By Jim Uhley
Faculty, College of Theology
Mark Labberton is president of Fuller Theological Seminary, the school I graduated from back in 1980. Before becoming the head of the seminary, Labberton served for 16 years as pastor of First Presbyterian Church of Berkeley, Calif., and afterward served at Fuller as a homiletics professor and director of its Lloyd John Ogilvie Institute of Preaching.
Recently, he sent a book titled, Called: The Crisis and Promise of Following Jesus Today, to all Fuller alumni. In this book, he discusses issues about following Jesus today as one of his called disciples. He opens the book by saying:
When I was considering the possibility of embracing Christian faith as a young college student, what I feared most was that it would make my life smaller rather than larger –less love, less joy, less creativity, less wonder, less engagement. I had met enough Christians who were incarnational proof of this, so when I finally came to faith in Christ as a college student, it was because I discovered that Jesus saves people from the very smallness I feared. I saw that the very essence of the kingdom of God is a life bigger than I would ever find outside of it.
After reading this, I realized that he was describing my fears and dreams at times. I have feared that following Christ would lead me into a little life confined by his demands and that he dreamed less for my life than I did.
Larger than Life
Like Mark, I did not want to settle for a small life, I wanted to grow and have adventures and face challenges. Following Christ has led me into challenges, some that were almost too much for me. It is my opinion that everyone wants a meaning-filled, big life. No one wants to be small and to count for little. Many people today are rejecting Christ because they perceive he wants to limit them and give them small constricted lives.
Similarly, the apostle Peter wants the people he addresses in his letter to have an expansive life; a life that when measured in the scales is found to have gladdened the heart of God. We’ve all made bad decisions. Some of them were just bad judgment, but a lot of the things we have done have served us and hurt others and gone against what God wanted for us.
The Ransom for our Sins
These are called sins. Sin leaves us owing a debt to those we have hurt and to God.
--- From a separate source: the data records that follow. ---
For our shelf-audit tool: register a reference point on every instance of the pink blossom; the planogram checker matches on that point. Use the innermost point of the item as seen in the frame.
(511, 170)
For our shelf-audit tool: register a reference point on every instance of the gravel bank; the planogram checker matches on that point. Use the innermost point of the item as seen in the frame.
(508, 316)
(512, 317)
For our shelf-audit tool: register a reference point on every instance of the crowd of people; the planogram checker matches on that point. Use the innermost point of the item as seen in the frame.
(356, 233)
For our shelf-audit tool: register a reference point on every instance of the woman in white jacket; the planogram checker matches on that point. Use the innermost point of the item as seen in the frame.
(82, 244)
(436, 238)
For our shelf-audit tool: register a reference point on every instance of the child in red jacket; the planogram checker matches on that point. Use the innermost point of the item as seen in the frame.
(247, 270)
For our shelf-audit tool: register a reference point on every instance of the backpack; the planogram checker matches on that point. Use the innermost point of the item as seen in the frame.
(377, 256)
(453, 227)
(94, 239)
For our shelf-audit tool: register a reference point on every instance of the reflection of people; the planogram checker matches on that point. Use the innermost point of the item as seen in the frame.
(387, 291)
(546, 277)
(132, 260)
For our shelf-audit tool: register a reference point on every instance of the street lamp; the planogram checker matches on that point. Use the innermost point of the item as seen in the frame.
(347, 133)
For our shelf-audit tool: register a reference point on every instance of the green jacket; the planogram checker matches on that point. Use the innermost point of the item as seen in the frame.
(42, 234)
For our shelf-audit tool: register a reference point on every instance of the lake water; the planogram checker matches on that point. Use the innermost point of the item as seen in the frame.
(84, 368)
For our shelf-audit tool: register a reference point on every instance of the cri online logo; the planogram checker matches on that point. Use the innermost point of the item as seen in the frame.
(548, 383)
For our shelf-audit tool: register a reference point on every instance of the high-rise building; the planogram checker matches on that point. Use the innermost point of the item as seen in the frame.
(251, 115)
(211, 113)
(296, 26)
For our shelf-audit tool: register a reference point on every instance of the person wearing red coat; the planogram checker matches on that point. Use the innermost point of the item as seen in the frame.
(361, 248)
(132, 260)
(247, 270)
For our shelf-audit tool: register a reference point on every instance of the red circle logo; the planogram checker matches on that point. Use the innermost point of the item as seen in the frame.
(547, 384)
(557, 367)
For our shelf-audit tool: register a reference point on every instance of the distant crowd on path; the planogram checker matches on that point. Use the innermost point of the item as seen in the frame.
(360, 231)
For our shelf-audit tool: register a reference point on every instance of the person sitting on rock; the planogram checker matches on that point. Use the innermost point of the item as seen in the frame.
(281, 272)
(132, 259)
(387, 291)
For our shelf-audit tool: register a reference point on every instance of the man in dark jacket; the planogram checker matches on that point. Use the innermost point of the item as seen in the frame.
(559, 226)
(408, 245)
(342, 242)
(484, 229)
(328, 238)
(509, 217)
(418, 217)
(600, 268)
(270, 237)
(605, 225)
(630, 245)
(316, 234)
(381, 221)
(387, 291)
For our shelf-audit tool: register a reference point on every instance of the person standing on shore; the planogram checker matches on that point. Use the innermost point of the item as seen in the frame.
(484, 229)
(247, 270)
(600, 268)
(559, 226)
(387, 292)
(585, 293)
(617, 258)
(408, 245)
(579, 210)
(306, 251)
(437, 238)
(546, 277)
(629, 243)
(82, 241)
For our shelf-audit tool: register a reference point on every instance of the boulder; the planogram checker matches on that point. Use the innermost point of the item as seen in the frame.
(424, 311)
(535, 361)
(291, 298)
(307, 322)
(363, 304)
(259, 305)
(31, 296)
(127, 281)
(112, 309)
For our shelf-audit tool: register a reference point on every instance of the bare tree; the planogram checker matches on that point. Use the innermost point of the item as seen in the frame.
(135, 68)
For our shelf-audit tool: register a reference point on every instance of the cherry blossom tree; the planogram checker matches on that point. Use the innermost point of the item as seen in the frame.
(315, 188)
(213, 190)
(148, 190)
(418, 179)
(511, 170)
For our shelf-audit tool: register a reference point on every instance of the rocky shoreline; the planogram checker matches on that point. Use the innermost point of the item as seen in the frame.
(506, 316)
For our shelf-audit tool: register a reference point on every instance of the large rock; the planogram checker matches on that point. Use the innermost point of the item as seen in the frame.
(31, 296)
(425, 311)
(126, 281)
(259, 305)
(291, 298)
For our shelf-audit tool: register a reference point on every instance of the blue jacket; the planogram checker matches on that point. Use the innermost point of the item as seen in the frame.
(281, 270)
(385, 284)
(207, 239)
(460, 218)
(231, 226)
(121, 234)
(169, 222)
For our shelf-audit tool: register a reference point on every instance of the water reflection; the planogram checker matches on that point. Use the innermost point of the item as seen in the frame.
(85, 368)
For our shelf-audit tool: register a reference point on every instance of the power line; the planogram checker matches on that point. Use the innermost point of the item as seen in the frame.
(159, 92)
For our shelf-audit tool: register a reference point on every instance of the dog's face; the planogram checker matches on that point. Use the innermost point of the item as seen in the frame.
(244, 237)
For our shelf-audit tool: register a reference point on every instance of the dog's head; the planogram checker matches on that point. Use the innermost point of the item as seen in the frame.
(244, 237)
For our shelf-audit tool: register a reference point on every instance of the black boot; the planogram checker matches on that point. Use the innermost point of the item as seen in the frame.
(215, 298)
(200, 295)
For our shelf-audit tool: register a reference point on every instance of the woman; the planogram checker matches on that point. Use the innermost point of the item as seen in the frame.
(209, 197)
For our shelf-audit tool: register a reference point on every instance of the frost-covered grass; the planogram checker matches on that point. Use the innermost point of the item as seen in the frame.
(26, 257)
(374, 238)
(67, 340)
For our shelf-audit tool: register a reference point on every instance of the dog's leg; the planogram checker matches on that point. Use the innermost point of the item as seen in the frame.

This debt cannot be paid. Peter talks about a ransom. It is as if we have been put in a debtors prison or kidnapped and we can’t get our freedom unless someone pays the debt, the ransom.
Jesus came and ransomed us back to God, but not with bags of gold and silver (1 Pet 1:18). He paid for us with his life. His precious blood became the ransom. This shows our worth to him.
Even though we have often chosen the wrong path and traded away the great life he wants to give us, he loves us and chose us as the objects of his affection. Peter tells us that faith in this love is transforming and it also gives us “an inheritance that is imperishable, undefiled, and unfading, kept in heaven for you” (1 Pet 1:4).
Hope on the Grace of Christ
This sets us free in this life from despair because all those dreams we have of a bigger life will happen. We will have the love, the joy, the wonder that the limitations of this life would never let us have, no matter what we accomplish.
Furthermore, Peter says, “set all your hope on the grace that Jesus Christ will bring you when he is revealed” (1 Pet 1:13). He doesn’t say, “Set a little hope on the grace of Christ, but set all your hope on Christ.” He doesn’t say, “Hedge your bets a little so in case life doesn’t turn out the way you want you will have something to fall back on.”
Set all your hope on Christ’s grace. Ponder that for a while. What would it mean for you, from this point on to place all your hope on the grace of Christ? Wouldn’t that set you free to do whatever he says and follow wherever he leads? Are you afraid that if you follow Christ you will have less of a life, have less joy, be less free, and accomplish less?
Not Less but More
This is the silliest lie we can tell ourselves. The creator of the universe who sets up kingdoms and brings them low wants us to trust him and his love. The God who became a man and died naked on a cross only to become the leader of the largest religion in the world promises that those who humble themselves will be exalted.
What God wants to give us all is not less of a life, but more of a life. Not a diminished small life but an expanding, big life. But we cannot have what we will not trust God to give. This is because we cannot get that life without God’s grace.
We cannot reach the dream that God dreams for us on our own. When we give all that we are to God his grace will lift us out of a small life and into the glorious and joyous life that he has planned for us all along.
Labberton, M. (2014). Called: The Crisis and Promise of Following Jesus Today. InterVarsity Press. Westmont, Illinois
The views and opinions expressed in this article are those of the author’s and do not necessarily reflect the official policy or position of Grand Canyon University.